Calcium oscillations and their inhibition by different drugs in human mesenteric arteries

J Navarro-Dorado1, M Garcia-Alonso2, M Ramajo1, S Redondo1,3, U Medina-Moreno1, T Tejerina1. 1Universidad Complutense de Madrid,Facultad de Medicina, Pharmacology 28040, Spain, 2Hospital Clinico San Carlos de Madrid, Service of General Surgery 28040, Spain, 3Hospital Nuestra Se ñ ora de Sonsoles, Service of Haematology 05004, Spain

Introduction: It is well documented in most experimental animal studies on intact vascular smooth muscle, that both physiological and pharmacological agonists induce oscillatory fluctuations in intracellular calcium ([Ca2+]i) to initiate and maintain vasoconstriction (Iino et al., 1994; Lee et al., 2002; Mauban et al., 2001; Peng et al., 2001; Syyong et al., 2009). However, oscillations have not yet been observed in human arteries.

Objectives: Our study was proposed to find out the existence of these oscillatory fluctuations in [Ca2+]i on human mesenteric arteries, and their possible inhibition by different drugs.

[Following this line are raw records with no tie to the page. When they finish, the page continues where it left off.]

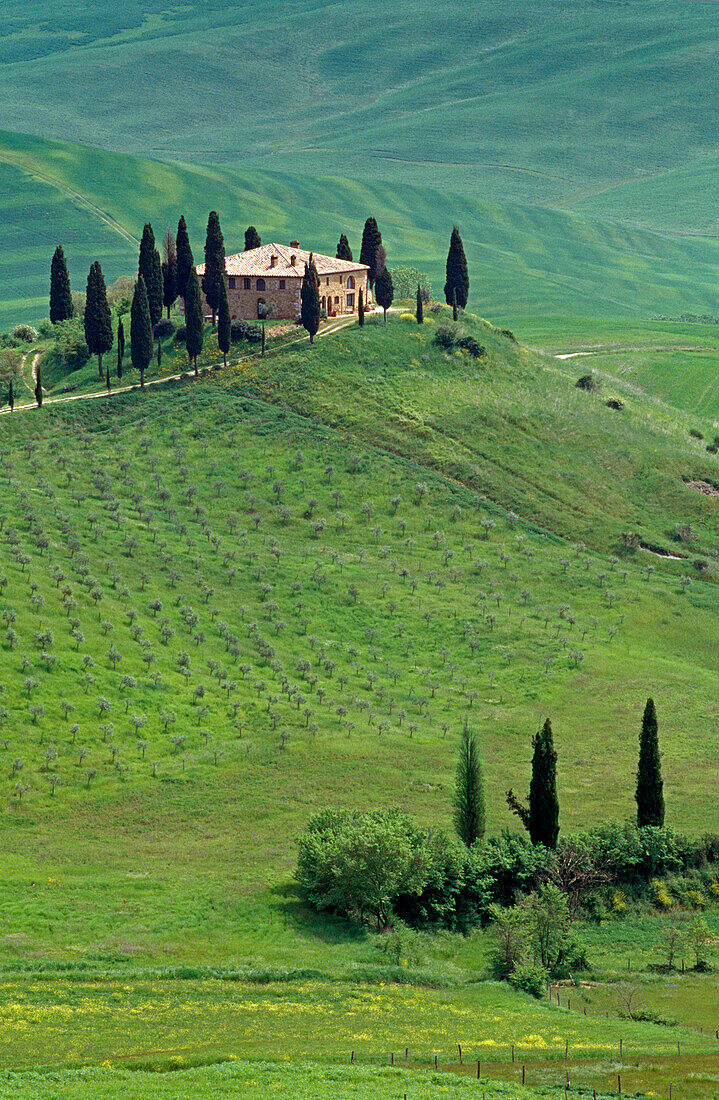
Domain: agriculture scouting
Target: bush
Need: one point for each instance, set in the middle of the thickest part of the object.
(25, 333)
(530, 979)
(245, 330)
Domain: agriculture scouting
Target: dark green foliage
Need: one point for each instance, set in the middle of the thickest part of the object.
(384, 290)
(543, 803)
(310, 299)
(98, 321)
(224, 325)
(61, 298)
(213, 263)
(185, 259)
(457, 278)
(252, 238)
(194, 319)
(468, 793)
(344, 252)
(151, 270)
(650, 787)
(141, 330)
(371, 244)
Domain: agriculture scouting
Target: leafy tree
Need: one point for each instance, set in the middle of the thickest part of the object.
(224, 325)
(61, 297)
(310, 299)
(151, 270)
(184, 257)
(141, 330)
(98, 320)
(344, 252)
(457, 278)
(213, 263)
(650, 787)
(468, 792)
(169, 271)
(385, 290)
(252, 238)
(358, 864)
(371, 244)
(194, 318)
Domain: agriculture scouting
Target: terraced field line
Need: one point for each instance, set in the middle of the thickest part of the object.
(76, 196)
(98, 394)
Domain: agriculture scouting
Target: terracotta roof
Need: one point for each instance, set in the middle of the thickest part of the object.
(257, 262)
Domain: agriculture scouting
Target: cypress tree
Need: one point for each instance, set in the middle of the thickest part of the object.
(213, 263)
(185, 259)
(456, 272)
(169, 271)
(468, 792)
(385, 290)
(371, 244)
(194, 319)
(650, 787)
(61, 298)
(310, 299)
(543, 822)
(98, 320)
(141, 330)
(150, 267)
(344, 252)
(224, 326)
(252, 238)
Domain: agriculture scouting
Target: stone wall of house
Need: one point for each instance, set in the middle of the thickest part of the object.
(333, 295)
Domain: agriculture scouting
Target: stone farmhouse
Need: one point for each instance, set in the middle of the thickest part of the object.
(266, 282)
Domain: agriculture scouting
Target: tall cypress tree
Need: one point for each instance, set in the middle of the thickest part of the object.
(224, 326)
(344, 252)
(194, 319)
(213, 263)
(141, 330)
(310, 299)
(185, 257)
(457, 277)
(98, 320)
(371, 244)
(385, 290)
(61, 297)
(169, 271)
(150, 267)
(252, 238)
(543, 822)
(468, 792)
(650, 787)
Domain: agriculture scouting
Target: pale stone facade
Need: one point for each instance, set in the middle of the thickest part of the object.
(270, 276)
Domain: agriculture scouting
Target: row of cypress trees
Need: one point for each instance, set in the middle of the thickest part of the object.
(540, 814)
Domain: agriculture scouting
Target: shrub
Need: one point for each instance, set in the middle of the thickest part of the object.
(530, 979)
(164, 328)
(25, 333)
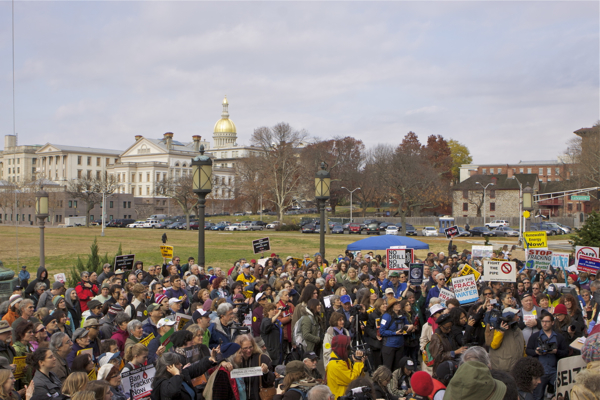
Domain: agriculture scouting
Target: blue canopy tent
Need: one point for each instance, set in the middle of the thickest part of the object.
(385, 242)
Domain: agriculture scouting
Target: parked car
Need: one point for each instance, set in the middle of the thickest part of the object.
(429, 231)
(505, 231)
(480, 231)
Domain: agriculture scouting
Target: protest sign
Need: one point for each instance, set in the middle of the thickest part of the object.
(146, 341)
(586, 251)
(499, 271)
(560, 260)
(537, 258)
(468, 270)
(416, 274)
(21, 367)
(566, 371)
(445, 294)
(60, 277)
(261, 245)
(451, 232)
(166, 251)
(246, 372)
(181, 320)
(536, 239)
(138, 382)
(482, 251)
(465, 289)
(588, 264)
(399, 259)
(125, 262)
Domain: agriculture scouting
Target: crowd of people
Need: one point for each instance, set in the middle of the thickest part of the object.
(316, 330)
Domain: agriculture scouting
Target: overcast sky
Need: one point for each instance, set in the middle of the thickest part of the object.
(511, 80)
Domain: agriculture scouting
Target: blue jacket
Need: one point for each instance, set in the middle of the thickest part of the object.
(388, 328)
(397, 291)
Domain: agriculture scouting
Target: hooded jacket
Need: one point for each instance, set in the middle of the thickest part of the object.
(31, 287)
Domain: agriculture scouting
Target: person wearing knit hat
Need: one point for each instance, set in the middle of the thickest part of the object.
(473, 381)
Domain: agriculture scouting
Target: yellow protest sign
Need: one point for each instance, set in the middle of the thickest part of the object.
(166, 251)
(145, 341)
(468, 270)
(21, 366)
(536, 240)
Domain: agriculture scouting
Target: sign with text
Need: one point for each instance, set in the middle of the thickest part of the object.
(566, 371)
(588, 264)
(482, 251)
(536, 239)
(451, 232)
(261, 245)
(586, 251)
(416, 274)
(125, 262)
(399, 259)
(138, 382)
(560, 260)
(537, 258)
(499, 271)
(166, 251)
(465, 289)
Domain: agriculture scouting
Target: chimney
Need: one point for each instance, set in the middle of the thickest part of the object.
(196, 139)
(169, 140)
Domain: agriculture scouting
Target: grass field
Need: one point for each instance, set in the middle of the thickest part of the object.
(64, 245)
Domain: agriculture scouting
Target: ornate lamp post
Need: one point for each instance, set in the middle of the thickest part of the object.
(41, 213)
(322, 185)
(201, 185)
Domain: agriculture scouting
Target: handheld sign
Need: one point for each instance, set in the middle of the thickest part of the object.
(261, 245)
(536, 240)
(166, 251)
(451, 232)
(124, 262)
(138, 382)
(465, 289)
(399, 259)
(416, 274)
(588, 264)
(499, 271)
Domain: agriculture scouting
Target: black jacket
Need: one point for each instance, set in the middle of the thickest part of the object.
(172, 388)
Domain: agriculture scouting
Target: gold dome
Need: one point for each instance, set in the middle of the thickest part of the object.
(225, 125)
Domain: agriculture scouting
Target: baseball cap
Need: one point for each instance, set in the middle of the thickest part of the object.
(165, 321)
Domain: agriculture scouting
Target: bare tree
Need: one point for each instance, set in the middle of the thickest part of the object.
(281, 170)
(179, 189)
(90, 190)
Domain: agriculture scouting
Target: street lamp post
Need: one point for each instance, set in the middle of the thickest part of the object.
(201, 185)
(351, 191)
(41, 213)
(484, 188)
(322, 186)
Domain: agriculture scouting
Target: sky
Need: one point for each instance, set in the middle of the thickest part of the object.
(510, 80)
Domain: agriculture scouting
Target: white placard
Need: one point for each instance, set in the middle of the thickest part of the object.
(499, 271)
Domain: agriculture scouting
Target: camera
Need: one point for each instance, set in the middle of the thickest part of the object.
(361, 393)
(545, 347)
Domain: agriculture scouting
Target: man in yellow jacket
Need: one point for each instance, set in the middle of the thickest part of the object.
(340, 370)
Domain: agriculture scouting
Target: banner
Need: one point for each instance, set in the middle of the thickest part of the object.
(138, 383)
(499, 271)
(416, 274)
(566, 371)
(465, 289)
(482, 251)
(537, 258)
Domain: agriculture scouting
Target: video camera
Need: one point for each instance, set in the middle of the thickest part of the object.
(361, 393)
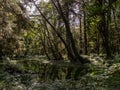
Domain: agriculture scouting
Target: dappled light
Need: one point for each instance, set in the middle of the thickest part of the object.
(59, 45)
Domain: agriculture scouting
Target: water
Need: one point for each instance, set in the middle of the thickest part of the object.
(36, 75)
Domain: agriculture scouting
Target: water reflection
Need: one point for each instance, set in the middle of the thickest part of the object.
(29, 73)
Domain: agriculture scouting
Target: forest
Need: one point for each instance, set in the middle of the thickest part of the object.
(59, 44)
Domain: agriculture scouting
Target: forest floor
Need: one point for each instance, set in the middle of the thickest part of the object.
(35, 73)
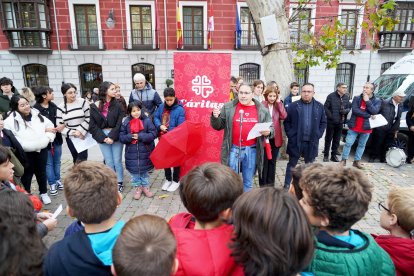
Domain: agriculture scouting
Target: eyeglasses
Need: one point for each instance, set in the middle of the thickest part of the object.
(382, 206)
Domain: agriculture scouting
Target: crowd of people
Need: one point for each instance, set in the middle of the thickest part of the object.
(230, 229)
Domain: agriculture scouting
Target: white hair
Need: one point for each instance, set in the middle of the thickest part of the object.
(139, 77)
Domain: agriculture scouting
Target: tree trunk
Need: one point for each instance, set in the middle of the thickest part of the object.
(277, 63)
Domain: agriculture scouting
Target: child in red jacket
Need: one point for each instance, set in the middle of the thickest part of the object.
(208, 192)
(397, 217)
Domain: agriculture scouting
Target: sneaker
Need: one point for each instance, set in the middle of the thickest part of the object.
(53, 190)
(45, 199)
(59, 185)
(138, 193)
(166, 185)
(174, 186)
(147, 192)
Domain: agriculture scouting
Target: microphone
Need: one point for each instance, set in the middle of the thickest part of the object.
(241, 112)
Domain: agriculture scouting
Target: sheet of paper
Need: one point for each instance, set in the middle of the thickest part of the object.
(81, 145)
(255, 131)
(58, 211)
(378, 121)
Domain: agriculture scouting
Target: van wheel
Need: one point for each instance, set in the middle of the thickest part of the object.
(401, 142)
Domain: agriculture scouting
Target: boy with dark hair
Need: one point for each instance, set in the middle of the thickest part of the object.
(168, 116)
(145, 247)
(334, 199)
(209, 192)
(91, 192)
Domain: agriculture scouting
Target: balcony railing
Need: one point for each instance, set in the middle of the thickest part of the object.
(86, 40)
(142, 40)
(32, 40)
(246, 40)
(396, 40)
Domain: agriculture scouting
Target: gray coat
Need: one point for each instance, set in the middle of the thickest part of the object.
(225, 121)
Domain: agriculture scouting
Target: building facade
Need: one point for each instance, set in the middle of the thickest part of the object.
(47, 42)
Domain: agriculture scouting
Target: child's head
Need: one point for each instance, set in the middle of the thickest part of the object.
(6, 167)
(335, 197)
(272, 234)
(134, 109)
(146, 246)
(210, 190)
(297, 172)
(400, 211)
(91, 191)
(21, 247)
(169, 96)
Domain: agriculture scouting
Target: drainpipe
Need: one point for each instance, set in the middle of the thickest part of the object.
(58, 41)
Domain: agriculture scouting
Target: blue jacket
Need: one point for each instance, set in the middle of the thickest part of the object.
(177, 116)
(148, 97)
(293, 128)
(137, 155)
(373, 107)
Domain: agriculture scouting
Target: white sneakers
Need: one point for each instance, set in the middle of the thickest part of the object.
(170, 186)
(45, 199)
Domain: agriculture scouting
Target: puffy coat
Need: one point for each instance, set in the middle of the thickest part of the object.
(148, 97)
(177, 116)
(31, 135)
(204, 252)
(373, 107)
(113, 120)
(137, 155)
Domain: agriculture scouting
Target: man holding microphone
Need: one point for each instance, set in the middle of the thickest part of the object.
(237, 118)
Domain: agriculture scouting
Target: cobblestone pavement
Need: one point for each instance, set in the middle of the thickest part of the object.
(382, 176)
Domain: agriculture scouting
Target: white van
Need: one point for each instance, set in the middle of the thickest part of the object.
(400, 76)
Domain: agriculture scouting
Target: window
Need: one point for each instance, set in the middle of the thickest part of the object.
(345, 72)
(141, 26)
(301, 74)
(193, 27)
(401, 37)
(90, 76)
(248, 37)
(26, 24)
(249, 72)
(301, 26)
(147, 70)
(86, 27)
(349, 20)
(35, 75)
(385, 66)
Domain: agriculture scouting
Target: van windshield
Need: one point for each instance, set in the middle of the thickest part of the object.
(388, 84)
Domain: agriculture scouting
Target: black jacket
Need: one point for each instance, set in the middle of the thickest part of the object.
(336, 108)
(50, 113)
(388, 111)
(113, 120)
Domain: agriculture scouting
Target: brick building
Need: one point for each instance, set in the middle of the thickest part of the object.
(45, 42)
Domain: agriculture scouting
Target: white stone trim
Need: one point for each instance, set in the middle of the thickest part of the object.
(195, 4)
(360, 19)
(129, 3)
(71, 3)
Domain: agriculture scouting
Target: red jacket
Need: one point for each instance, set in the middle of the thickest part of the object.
(279, 113)
(203, 252)
(401, 251)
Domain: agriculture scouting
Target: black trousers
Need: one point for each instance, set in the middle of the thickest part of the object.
(175, 174)
(36, 165)
(383, 139)
(333, 134)
(77, 157)
(267, 177)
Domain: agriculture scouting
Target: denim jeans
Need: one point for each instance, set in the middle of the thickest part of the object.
(140, 179)
(248, 164)
(113, 157)
(53, 164)
(350, 140)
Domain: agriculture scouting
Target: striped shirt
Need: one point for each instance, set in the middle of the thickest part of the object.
(75, 117)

Methods: Fragments of unwanted, surplus human mesenteric tissue from patients undergoing abdominal surgery were placed in vials containing RPMI at 4ºC. The mesenteric artery was removed and cleaned of surrounding connective tissues. The vessel was cut into rings segments of 2mm in length and loaded in PSS with Fluo-4 AM. They were then inverted and isometrically mounted on a myograph on the stage of a confocal microscope for [Ca2+]i measurements. All experiments were performed at 37 °C. Phenylephrine (phe) was added to observe the calcium movements and after 5 minutes one of these different vasodilatory drugs (Nifedipine, 2APB, HA-1077, CPA) were added to a different ring section of the artery to asses the effects on the calcium oscillations and vessel contraction.

Results: Oscillatory fluctuations in intracellular calcium ([Ca2+]i) were observed in mesenteric arteries from patients (n=9). In each patient we could observe different cells with different patterns, from almost no response to continuous oscillations. After phe-mediated contraction CPA had very variable responses relaxing completely the artery and inhibiting oscillations in just one of the n=5, meanwhile in the rest there was no relaxation and a small inhibition on the oscillations. 2APB relaxed the vessel by 82.8±3.5% (n=4), in 3 cases, it reduced oscillations, but could only totally inhibit them in one. Nifedipine relaxed the vessel by 92% and 75% on 2 different patients, inhibiting the oscillations. HA-1077 completely relaxed the vessel and totally reduced the oscillations (n=3).

Conclusions: as described previously on animals, we have observed oscillatory fluctuations in [Ca2+]i induced by pharmacological agonist (phe), that initiated and maintained vasoconstriction on human mesenteric arteries. In addition, several different vasodilating drugs with different mechanism of action have been observed to relax the arteries and inhibit the oscillations.

References: Iino et al, EMBO J. 1994.

Lee et al, Am. J. Physiol. Heart Circ. Physiol. 2002

Mauban et al, J. Cell. Physiol. 2001

Peng et al, Circ. Res. 2001

Syyong et al, Br. J. Pharmacol. 2009

Grants: FIS PI080920

RECAVA RD06/0014/1007 (Spanish Ministry of Health).